The Democrats, all nine of them, agreed.
Hence what might be the most restrictive abortion-rights law in the country is closer to its ultimate destination: a courtroom battle.
It’s little solace that Republicans pushed aside unconstitutional voter identification restrictions and attempts to weaken unions as a trade. Those issues will be back next year.
Pitting women’s rights against those of union members and minority voters seems like an especially cynical legislative tactic. The fact that it was successful should alarm any voter who doesn’t have access to substantial amounts of money looking for a representative form of government in Missouri.
The anti-abortion bill passed by the Senate extends the waiting period for women seeking abortions to 72 hours. It is currently 24 hours. The bill, HB 1307, now goes back to the House, which has already passed a similar bill.
The impact of this legislation will fall hardest on women with low incomes and those from rural areas, who may not be able to take extra days off work, pay for more child care or afford additional trips to St. Louis, the only place in Missouri where abortions are performed legally.
Those are a couple of the obvious consequences of imposing the extraordinary three-day waiting period on women, most of whom have arrived at their decision after careful thought and consultation with a health care professional.
Despite what some lawmakers say, most women do not arrive at the decision to terminate a pregnancy casually. Rep. Chuck Gatschenberger, R-Lake Saint Louis, couldn’t have insulted women more when this year he compared the decision about continuing a pregnancy to buying a new car or carpet.
There are some less obvious, but undoubtedly more harmful, consequences that will occur. Laws that infringe on women’s rights to access family planning and abortion services have resulted in more unplanned pregnancies, which lead to more abortions, not fewer.
In states that have restrictive waiting periods, a likely result is more abortions occurring later in pregnancies. Later-term abortions are more dangerous to mothers and babies.
Women’s health advocates have argued that these laws will lead to a greater number of unsafe, and possibly illegal abortions, because women will be unable to get access to safe, legal methods.
In trading away these women’s rights, Missouri legislators ignored an overnight protest at the Capitol, where women had been gathering since 2 p.m. Monday for a “Women’s Filibuster” in protest of the bill. The women stayed through the night and vowed to continue their protest for 72 hours.
Jennifer Dalven, director of the American Civil Liberties Union Reproductive Freedom Project, urged women to stand up for their rights.

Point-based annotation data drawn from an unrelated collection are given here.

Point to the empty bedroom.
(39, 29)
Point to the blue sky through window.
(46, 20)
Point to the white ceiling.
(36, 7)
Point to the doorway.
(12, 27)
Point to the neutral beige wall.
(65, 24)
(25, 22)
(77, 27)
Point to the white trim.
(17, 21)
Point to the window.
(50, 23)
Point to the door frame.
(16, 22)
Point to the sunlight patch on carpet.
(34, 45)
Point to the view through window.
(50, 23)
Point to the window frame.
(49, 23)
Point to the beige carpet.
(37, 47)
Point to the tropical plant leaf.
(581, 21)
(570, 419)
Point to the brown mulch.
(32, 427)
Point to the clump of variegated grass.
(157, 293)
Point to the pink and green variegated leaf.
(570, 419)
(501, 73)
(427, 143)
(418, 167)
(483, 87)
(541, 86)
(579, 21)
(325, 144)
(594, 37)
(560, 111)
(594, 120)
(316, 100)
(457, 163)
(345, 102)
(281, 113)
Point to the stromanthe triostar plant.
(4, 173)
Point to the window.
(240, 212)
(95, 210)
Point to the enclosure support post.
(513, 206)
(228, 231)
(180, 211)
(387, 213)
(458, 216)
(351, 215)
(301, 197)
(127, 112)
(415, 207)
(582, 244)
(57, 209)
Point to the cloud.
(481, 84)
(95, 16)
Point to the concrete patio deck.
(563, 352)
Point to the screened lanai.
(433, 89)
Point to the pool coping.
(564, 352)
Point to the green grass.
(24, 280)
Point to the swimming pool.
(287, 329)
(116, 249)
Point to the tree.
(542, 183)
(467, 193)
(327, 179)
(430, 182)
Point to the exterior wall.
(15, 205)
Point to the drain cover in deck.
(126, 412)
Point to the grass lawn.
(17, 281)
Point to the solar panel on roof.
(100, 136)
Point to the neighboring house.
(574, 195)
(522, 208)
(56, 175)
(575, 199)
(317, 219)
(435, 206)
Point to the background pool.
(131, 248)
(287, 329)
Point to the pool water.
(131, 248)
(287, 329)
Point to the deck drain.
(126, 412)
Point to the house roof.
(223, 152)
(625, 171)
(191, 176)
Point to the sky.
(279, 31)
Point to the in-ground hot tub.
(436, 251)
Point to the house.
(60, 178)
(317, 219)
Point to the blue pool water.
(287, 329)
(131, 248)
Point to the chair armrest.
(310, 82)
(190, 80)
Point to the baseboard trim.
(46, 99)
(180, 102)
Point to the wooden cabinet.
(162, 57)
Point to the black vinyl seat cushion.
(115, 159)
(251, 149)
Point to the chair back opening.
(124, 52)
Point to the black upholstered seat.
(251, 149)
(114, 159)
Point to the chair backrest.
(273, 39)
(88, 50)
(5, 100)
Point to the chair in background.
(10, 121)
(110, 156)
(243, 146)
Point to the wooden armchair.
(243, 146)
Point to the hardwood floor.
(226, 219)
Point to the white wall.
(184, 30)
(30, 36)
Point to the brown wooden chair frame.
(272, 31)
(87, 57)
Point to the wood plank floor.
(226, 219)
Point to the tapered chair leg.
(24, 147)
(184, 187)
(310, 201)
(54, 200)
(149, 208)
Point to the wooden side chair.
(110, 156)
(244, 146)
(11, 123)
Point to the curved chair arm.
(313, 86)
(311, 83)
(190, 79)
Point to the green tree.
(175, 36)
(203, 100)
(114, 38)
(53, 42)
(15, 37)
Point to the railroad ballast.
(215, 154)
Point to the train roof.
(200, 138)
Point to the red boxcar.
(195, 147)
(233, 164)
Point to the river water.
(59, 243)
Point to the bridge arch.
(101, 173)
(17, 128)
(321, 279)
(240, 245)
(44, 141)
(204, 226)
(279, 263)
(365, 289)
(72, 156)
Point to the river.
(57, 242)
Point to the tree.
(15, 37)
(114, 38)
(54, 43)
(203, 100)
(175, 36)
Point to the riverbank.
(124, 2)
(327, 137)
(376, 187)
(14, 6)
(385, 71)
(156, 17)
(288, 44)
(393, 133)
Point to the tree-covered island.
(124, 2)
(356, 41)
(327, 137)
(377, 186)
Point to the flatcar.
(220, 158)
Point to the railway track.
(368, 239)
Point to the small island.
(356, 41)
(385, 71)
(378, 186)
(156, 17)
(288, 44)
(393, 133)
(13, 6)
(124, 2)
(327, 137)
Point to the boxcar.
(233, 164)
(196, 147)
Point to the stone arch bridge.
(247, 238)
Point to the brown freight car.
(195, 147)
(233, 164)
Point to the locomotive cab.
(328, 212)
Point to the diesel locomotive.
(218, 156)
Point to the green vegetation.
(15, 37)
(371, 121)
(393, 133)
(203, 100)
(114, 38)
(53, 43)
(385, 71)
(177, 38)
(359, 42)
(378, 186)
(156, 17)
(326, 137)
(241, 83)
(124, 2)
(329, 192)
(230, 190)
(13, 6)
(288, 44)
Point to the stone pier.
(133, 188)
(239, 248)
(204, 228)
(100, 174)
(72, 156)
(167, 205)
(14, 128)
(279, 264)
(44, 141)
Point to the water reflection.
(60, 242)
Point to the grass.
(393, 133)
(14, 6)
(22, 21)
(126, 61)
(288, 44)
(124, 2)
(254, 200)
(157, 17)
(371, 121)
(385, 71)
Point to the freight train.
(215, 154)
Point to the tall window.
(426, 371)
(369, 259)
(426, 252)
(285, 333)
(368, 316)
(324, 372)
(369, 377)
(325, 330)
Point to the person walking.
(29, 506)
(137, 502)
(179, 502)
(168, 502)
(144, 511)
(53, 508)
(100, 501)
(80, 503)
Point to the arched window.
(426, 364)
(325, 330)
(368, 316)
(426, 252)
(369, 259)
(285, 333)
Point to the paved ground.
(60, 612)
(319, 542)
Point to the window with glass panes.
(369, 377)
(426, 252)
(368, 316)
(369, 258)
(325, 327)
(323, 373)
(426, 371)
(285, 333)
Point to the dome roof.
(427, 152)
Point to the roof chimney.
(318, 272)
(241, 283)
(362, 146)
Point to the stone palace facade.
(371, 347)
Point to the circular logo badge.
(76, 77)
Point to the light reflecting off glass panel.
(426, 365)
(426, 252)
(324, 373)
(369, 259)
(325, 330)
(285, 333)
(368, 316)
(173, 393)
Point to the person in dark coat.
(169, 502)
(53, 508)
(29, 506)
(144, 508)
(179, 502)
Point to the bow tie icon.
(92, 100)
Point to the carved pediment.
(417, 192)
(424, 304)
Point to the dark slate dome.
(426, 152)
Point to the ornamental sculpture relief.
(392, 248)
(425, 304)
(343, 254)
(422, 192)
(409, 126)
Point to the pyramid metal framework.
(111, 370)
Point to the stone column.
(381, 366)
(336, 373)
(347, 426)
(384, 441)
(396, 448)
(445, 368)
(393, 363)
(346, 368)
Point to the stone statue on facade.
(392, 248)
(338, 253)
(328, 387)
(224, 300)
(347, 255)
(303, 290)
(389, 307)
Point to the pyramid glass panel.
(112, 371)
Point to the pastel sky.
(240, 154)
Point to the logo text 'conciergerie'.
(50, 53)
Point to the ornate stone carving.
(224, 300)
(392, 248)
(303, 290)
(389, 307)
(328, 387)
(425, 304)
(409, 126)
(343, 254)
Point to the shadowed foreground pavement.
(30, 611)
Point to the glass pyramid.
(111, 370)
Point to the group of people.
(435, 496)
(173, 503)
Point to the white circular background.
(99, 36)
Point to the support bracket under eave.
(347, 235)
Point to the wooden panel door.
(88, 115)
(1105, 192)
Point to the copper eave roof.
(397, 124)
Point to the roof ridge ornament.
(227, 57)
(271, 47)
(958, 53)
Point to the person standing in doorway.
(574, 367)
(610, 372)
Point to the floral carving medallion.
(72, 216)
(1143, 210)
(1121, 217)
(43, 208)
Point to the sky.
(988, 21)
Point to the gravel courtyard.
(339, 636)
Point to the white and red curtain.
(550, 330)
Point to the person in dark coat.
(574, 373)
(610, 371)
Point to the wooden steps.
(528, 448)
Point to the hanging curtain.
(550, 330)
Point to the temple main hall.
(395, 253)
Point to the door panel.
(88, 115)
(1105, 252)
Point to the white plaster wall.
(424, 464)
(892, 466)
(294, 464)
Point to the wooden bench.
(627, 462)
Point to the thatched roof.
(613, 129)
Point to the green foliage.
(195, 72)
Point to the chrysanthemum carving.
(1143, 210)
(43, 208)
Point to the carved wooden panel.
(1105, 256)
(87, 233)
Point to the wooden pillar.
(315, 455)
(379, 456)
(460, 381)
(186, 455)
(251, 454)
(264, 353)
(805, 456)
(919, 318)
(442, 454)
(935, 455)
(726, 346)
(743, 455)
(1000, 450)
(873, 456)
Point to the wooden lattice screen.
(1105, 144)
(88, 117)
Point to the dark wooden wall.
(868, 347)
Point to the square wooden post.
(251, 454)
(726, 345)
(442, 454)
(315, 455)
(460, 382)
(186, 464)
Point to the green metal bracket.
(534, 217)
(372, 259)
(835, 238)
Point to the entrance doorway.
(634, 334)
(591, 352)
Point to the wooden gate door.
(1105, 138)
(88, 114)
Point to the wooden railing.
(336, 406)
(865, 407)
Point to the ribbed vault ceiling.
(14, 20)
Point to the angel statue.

“Once again, legislators are interfering with a personal, private decision made by a woman with her family and her doctor,” Ms. Dalven said. “It’s time for all of us to take out our pink Wendy Davis sneakers and let our elected representatives know that we won’t stand by while they play politics with women’s health.”
Instead of infringing on a woman’s right to make her own family planning decisions, lawmakers should be spending their time working on a Medicaid expansion proposal that studies have shown will save hundreds, if not thousands, of lives.
Serious statesmen need to put aside their anti-Obama obsession and replace it with an effort to actually serve the people who put them in office.
There are 26 states that have waiting periods for abortions, but only South Dakota and Utah have the extraordinary three-day wait. If this bill becomes law, Missouri will join them.
Don’t let that happen. It’s time to put on the pink sneakers and march on Jefferson City. Don’t let the voices of lobbyists and moneyed interests be the only ones heard in the Show-Me state.